The figures below illustrate an example of this concept. As illustrated, figure 5 shows a set of cycle-time data; Figure 6 shows the same data transformed with the natural logarithm.
Take note: None of the transformation methods provide a guarantee of a normal distribution. Always check with a probability plot to determine whether the normal distribution can be assumed after transformation.
Reason 6: Data Follows a Different Distribution
Many data types follow a non-normal distribution by nature. Examples include:
- Weibull distribution, found with life data such as survival times of a product
- Log-normal distribution, found with length data such as heights
- Largest-extreme-value distribution, found with data such as the longest downtime each day
- Exponential distribution, found with growth data such as bacterial growth
- Poisson distribution, found with rare events such as number of accidents
- Binomial distribution, found with “proportion” data such as percent defectives
If data follows one of these different distributions, it must be dealt with using the same tools as with data that cannot be “made” normal.
Why Does It Matter?
Nothing is perfect, that’s just a fact of life. The simple gist of today’s article is to make you aware of the ways you can account for and deal with non-normal data in your analysis. Extreme values just happen, with possible reasons being changes in supply chains or a shortage of personnel.
As such, having the tools prepped and ready to analyze non-normal data is crucial. You don’t want to be left in the lurch when it comes time to analyze something that doesn’t follow a normal distribution.
No Normality Required
Some statistical tools do not require normally distributed data. To help practitioners understand when and how these tools can be used, the table below shows a comparison of tools that do not require normal distribution with their normal distribution equivalents.
Comparison of Statistical Analysis Tools for Normally and Non-Normally Distributed Data | ||
Tools for Normally Distributed Data | Equivalent Tools for Non-Normally Distributed Data | Distribution Required |
T-test | Mann-Whitney test; Mood’s median test; Kruskal-Wallis test | Any |
ANOVA | Mood’s median test; Kruskal-Wallis test | Any |
Paired t-test | One-sample sign test | Any |
F-test; Bartlett’s test | Levene’s test | Any |
Individuals control chart | Run Chart | Any |
Cp/Cpk analysis | Cp/Cpk analysis | Weibull; log-normal; largest extreme value; Poisson; exponential; binomial |
Other Useful Tools and Concepts
Now, we’ve discussed non-normal data at length. but there are tools to account for unforeseen circumstances. Force field analysis is one such tool, weighing the factors that can drive or deter a change in your processes. Mastering how to create one of these documents can prevent headaches later on.

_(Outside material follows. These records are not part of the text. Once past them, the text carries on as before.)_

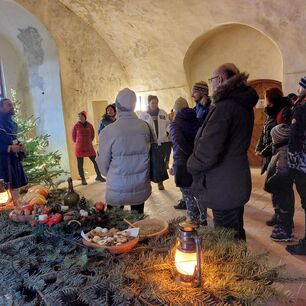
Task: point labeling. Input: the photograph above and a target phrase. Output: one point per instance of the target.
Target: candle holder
(188, 255)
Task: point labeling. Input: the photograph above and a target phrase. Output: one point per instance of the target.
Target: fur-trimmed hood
(236, 88)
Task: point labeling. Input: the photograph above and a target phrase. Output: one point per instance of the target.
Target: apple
(100, 206)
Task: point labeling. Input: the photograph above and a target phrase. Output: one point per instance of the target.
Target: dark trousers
(284, 203)
(299, 178)
(167, 149)
(232, 218)
(81, 163)
(139, 208)
(163, 149)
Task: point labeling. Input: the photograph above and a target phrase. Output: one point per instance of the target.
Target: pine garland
(52, 267)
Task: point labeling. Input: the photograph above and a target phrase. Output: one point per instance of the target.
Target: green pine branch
(40, 165)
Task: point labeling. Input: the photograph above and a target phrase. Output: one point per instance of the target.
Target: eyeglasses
(210, 80)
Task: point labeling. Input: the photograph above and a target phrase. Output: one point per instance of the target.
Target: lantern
(188, 255)
(5, 194)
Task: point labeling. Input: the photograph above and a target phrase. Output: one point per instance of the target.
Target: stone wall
(88, 68)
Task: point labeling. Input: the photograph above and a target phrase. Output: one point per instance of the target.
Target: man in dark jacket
(297, 157)
(201, 99)
(203, 105)
(219, 163)
(183, 130)
(11, 151)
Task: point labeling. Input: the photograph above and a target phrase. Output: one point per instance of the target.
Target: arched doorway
(251, 51)
(31, 67)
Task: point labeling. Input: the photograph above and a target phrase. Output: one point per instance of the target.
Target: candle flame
(185, 262)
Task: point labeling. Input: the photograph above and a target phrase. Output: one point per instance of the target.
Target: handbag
(158, 170)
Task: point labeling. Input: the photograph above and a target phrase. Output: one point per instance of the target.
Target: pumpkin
(42, 190)
(31, 195)
(38, 201)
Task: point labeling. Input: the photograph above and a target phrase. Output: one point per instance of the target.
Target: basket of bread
(113, 240)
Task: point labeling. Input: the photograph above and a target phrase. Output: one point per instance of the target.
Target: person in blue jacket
(11, 150)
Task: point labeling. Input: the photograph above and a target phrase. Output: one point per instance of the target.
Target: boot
(273, 220)
(180, 205)
(300, 248)
(99, 178)
(161, 186)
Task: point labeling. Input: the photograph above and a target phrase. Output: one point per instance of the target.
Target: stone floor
(257, 211)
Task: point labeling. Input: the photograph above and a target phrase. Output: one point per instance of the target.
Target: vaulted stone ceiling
(151, 38)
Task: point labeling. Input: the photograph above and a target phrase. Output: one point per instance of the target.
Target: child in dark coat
(279, 183)
(183, 130)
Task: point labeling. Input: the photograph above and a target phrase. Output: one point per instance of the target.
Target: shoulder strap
(152, 138)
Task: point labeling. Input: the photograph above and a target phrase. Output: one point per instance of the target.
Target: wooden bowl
(116, 249)
(147, 223)
(21, 218)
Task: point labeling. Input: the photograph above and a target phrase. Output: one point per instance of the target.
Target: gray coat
(124, 159)
(219, 163)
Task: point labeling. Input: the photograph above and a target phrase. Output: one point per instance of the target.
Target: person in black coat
(275, 105)
(297, 157)
(279, 183)
(219, 164)
(183, 130)
(11, 151)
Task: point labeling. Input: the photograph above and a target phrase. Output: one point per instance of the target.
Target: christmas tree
(40, 165)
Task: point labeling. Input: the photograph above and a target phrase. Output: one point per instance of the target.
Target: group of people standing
(282, 145)
(210, 144)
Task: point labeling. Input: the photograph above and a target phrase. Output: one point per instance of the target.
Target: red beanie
(83, 113)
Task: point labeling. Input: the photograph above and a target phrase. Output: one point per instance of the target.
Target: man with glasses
(203, 104)
(201, 99)
(219, 163)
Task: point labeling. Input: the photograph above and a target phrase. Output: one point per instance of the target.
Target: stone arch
(30, 52)
(250, 49)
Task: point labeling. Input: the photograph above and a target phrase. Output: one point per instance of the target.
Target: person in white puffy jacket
(159, 121)
(124, 156)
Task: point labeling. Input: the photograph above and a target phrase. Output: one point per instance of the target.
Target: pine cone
(83, 204)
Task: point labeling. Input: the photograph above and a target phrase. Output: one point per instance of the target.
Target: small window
(141, 104)
(2, 93)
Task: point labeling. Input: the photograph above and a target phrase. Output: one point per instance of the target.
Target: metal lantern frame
(5, 190)
(188, 242)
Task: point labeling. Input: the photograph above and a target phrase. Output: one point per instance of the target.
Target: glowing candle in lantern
(5, 195)
(187, 255)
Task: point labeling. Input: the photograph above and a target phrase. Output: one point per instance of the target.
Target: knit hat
(179, 104)
(280, 133)
(126, 100)
(302, 82)
(84, 113)
(201, 87)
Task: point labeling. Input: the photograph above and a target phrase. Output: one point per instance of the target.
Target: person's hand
(16, 148)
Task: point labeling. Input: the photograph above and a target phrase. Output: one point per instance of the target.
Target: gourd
(42, 190)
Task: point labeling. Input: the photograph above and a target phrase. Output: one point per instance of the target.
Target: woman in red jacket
(83, 134)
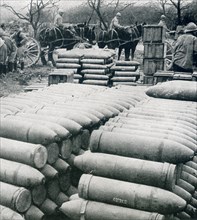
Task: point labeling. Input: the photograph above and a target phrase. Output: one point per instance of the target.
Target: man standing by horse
(11, 47)
(185, 50)
(3, 57)
(115, 23)
(20, 40)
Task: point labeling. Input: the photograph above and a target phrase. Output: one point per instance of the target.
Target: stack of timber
(91, 66)
(154, 51)
(70, 60)
(41, 133)
(95, 66)
(125, 72)
(142, 165)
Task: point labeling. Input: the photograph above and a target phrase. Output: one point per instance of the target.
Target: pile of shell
(92, 66)
(70, 60)
(142, 165)
(125, 72)
(41, 134)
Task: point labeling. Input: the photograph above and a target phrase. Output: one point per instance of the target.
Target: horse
(122, 39)
(63, 37)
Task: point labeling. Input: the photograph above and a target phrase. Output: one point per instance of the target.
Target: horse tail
(113, 39)
(102, 39)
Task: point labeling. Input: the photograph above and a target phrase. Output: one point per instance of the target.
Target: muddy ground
(13, 83)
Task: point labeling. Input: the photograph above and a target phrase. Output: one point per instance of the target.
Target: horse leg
(119, 52)
(133, 49)
(50, 55)
(42, 57)
(127, 53)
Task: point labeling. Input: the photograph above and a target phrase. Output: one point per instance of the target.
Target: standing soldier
(20, 39)
(58, 20)
(11, 47)
(115, 24)
(3, 56)
(185, 50)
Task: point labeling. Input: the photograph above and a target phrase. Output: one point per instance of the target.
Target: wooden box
(148, 80)
(151, 66)
(163, 76)
(153, 34)
(156, 50)
(61, 77)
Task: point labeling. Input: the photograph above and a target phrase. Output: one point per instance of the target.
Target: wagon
(32, 52)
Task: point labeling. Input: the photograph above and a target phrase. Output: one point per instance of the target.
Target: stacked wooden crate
(70, 60)
(125, 72)
(154, 51)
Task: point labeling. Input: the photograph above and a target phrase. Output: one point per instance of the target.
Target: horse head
(70, 38)
(85, 32)
(90, 34)
(135, 31)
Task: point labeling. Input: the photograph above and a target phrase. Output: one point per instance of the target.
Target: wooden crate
(148, 80)
(60, 77)
(154, 34)
(163, 76)
(154, 50)
(151, 66)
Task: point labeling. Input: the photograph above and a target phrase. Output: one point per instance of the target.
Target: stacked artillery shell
(96, 65)
(20, 178)
(125, 72)
(145, 152)
(42, 135)
(92, 66)
(70, 60)
(178, 89)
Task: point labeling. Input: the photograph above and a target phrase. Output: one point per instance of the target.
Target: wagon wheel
(31, 52)
(169, 52)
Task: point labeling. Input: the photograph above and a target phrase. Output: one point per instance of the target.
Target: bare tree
(163, 4)
(35, 9)
(179, 5)
(98, 7)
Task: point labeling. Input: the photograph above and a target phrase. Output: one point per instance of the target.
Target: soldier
(3, 56)
(58, 20)
(20, 39)
(162, 23)
(11, 47)
(115, 24)
(185, 49)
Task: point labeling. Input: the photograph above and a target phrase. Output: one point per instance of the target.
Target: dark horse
(64, 37)
(123, 39)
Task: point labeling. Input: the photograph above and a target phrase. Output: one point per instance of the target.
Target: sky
(20, 5)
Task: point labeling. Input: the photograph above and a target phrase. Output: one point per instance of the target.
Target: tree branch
(19, 15)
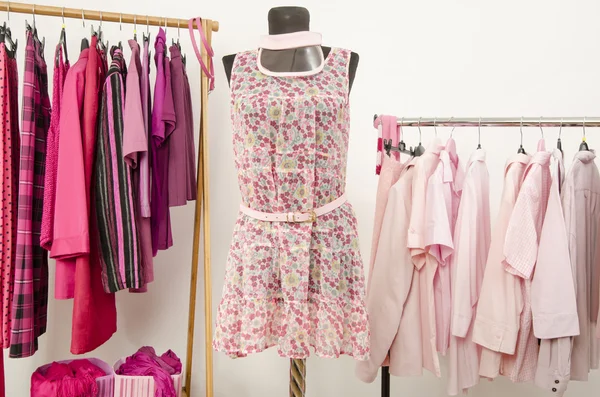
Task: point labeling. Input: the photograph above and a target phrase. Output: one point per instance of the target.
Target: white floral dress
(293, 285)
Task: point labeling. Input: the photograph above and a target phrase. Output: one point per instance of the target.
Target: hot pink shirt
(497, 319)
(425, 263)
(394, 321)
(471, 245)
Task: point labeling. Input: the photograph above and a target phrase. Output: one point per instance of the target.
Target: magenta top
(163, 123)
(182, 154)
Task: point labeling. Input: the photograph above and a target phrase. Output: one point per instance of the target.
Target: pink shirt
(497, 319)
(425, 263)
(580, 197)
(388, 176)
(553, 294)
(394, 321)
(438, 242)
(520, 250)
(471, 245)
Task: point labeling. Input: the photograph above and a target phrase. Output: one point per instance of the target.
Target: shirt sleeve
(415, 240)
(71, 233)
(390, 285)
(553, 299)
(521, 244)
(464, 263)
(134, 135)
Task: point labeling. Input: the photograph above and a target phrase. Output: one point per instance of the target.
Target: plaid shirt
(30, 302)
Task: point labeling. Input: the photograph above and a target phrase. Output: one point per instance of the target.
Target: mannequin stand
(297, 377)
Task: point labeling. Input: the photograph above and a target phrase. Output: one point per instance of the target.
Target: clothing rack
(499, 121)
(201, 217)
(557, 122)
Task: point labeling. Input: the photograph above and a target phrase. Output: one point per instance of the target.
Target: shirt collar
(585, 156)
(435, 146)
(477, 155)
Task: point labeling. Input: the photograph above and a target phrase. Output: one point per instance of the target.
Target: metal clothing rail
(201, 217)
(520, 122)
(499, 121)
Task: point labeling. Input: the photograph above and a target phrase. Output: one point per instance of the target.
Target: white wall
(426, 58)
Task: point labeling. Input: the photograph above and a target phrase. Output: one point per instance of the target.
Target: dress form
(288, 20)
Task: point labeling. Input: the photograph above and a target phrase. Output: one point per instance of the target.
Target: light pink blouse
(393, 316)
(388, 176)
(553, 294)
(425, 263)
(439, 220)
(581, 199)
(498, 310)
(471, 244)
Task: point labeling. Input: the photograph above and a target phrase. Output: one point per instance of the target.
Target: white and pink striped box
(140, 386)
(105, 384)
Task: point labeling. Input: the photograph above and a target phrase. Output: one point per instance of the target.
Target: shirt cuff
(494, 336)
(460, 325)
(70, 247)
(552, 326)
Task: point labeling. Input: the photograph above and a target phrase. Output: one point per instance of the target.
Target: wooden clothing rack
(201, 217)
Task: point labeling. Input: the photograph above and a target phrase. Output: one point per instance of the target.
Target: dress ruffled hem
(331, 327)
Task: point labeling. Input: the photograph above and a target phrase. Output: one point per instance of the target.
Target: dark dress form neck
(284, 20)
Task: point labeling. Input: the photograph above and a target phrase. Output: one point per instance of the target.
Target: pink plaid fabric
(30, 302)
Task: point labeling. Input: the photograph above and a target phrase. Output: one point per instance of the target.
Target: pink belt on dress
(294, 217)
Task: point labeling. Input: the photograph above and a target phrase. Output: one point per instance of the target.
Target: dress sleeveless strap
(210, 73)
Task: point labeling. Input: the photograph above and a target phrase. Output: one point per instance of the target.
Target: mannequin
(288, 20)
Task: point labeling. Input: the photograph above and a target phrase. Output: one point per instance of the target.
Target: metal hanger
(85, 42)
(146, 37)
(63, 39)
(452, 130)
(521, 149)
(583, 146)
(559, 143)
(479, 134)
(419, 150)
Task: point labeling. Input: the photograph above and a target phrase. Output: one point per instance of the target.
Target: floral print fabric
(293, 285)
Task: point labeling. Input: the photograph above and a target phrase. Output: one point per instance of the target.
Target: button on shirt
(553, 294)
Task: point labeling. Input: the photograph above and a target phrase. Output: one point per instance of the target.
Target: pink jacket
(554, 314)
(425, 263)
(581, 199)
(390, 172)
(393, 314)
(497, 319)
(471, 244)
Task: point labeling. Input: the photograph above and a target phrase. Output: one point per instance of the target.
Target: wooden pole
(78, 13)
(202, 223)
(297, 377)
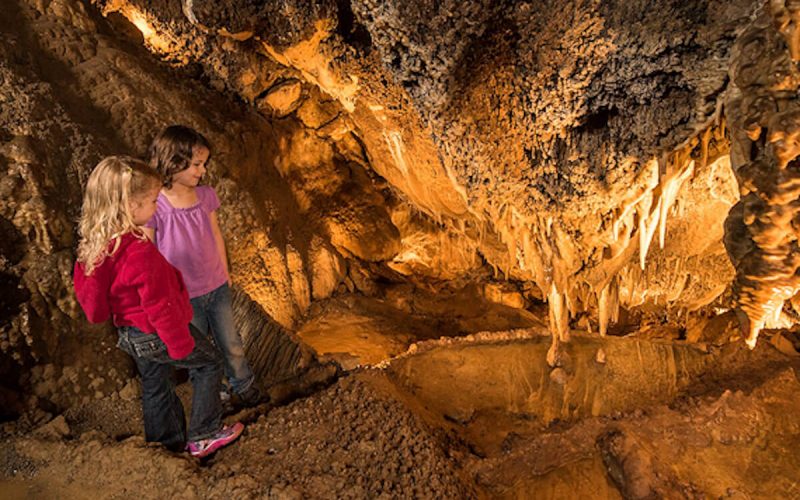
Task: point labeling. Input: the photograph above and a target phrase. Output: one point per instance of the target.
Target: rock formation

Further, it is worth exploring the role the x-bar plays in your statistical analysis. This is a basic concept, but one that most analysis hinges upon. As such, learning how to calculate and apply it to your analysis should be one of your first steps if you’re new to statistics.
Conclusion
Hopefully, you come away from this guide armed and ready to deal with non-normal data. Just like normal data, you have a variety of tools capable of dealing with the situation. Remember, learning these methods isn’t an overnight thing, so make sure to apply the principles as needed until they stick.